No Measure is its own sandbox, something you can dig into as far as you want, mining for more bits of meaning as you go. The narrator wishes to see not the window of the control tower but what is beyond that window, some greater context that will make more sense. Their ability to do so is in the hands of the window itself, whose thermochromic glass darkens in the desert sun, then briefly, when the sun allows, reveals the tower’s interior and the narrator’s companion, their single anchor.

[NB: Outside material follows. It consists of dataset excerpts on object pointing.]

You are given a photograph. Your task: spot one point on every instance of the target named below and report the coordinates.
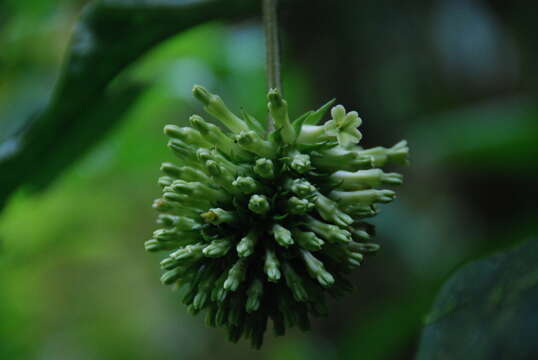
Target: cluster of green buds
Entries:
(261, 225)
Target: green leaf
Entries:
(499, 135)
(314, 117)
(487, 310)
(110, 35)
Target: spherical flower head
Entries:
(262, 226)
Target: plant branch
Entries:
(271, 48)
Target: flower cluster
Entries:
(264, 225)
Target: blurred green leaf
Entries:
(502, 134)
(110, 35)
(487, 310)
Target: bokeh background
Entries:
(456, 78)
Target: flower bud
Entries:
(259, 204)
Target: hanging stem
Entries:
(272, 55)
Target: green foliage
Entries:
(486, 310)
(109, 36)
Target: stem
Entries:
(271, 48)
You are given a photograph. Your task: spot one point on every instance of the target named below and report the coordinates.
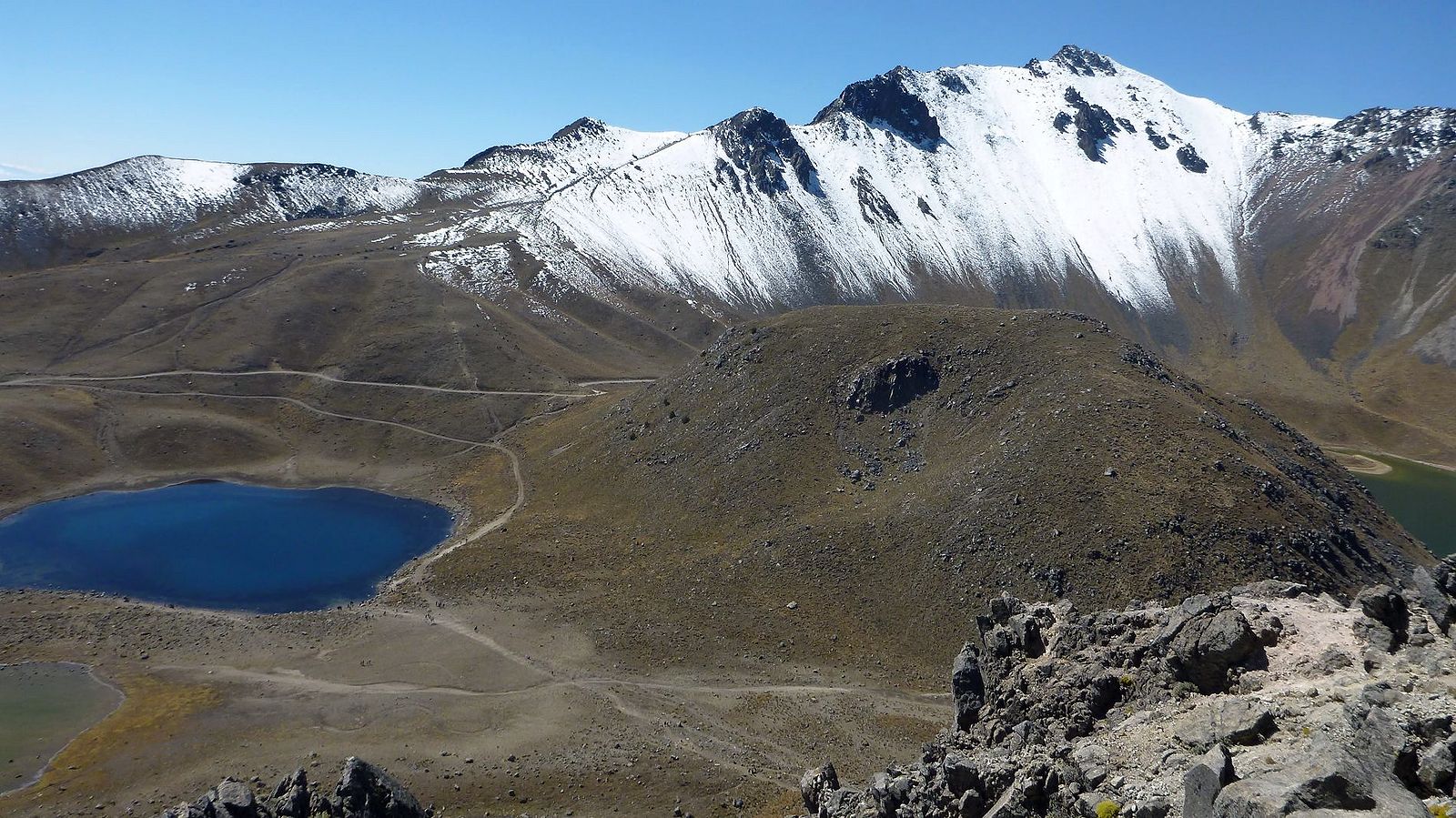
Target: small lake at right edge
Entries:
(1420, 497)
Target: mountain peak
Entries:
(892, 102)
(1077, 60)
(581, 128)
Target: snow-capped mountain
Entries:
(1033, 185)
(916, 181)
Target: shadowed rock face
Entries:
(895, 383)
(762, 146)
(888, 102)
(1096, 126)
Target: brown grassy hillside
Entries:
(890, 468)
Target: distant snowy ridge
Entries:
(153, 192)
(995, 179)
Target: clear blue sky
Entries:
(408, 87)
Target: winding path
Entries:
(55, 380)
(718, 745)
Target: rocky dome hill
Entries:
(887, 469)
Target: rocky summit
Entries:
(1259, 702)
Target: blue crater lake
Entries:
(217, 545)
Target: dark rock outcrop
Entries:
(1070, 702)
(762, 146)
(364, 791)
(1096, 126)
(888, 102)
(893, 383)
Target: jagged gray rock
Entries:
(1229, 721)
(1085, 715)
(1208, 645)
(364, 791)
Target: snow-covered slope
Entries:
(970, 177)
(157, 194)
(1052, 177)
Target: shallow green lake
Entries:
(43, 708)
(1420, 497)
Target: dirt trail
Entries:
(53, 380)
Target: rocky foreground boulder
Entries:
(1261, 702)
(364, 791)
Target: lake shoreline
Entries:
(121, 699)
(337, 517)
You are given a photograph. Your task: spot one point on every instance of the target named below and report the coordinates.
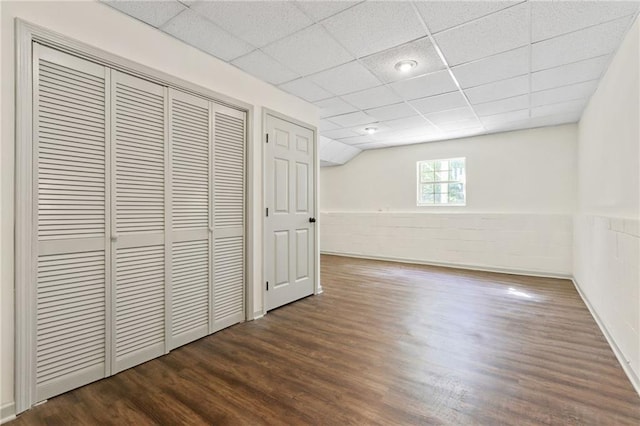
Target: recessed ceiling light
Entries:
(406, 66)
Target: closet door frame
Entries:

Within nature are fractals, structures both carefully ordered and infinite, and this book has a fractal quality to it, as well. You can read easily, letting the sound of the words please you and seeing which ideas resonate in your brain. But if you dig into it, more meanings grow from its original spiral. And if you extrapolate from those, looking at the sand pile as a model of the tipping points our climate is approaching, the book comments on greater themes about climate change and ecology. In place of a “rights reserved” clause, Krumrie declares the “rites reversed.” She gives anyone permission to repurpose the book and its information, as long as it remains non-copyrighted and not used for commercial gain. This gesture of authorial generosity is yet another spiral of the book’s fractal. No Measure is an invitation for creativity. It is also a warning, or a plea, to re-understand the world. It is a web of question marks. It is scientific failure. It is two people trying to do the impossible and falling in love.

Erin Evans is a writer from Michigan, now living in New York. She studied Creative Writing and Literature at the University of Michigan, where she also worked as an arts writer and editor for The Michigan Daily. Her essays and criticism have appeared there and in Vestoj.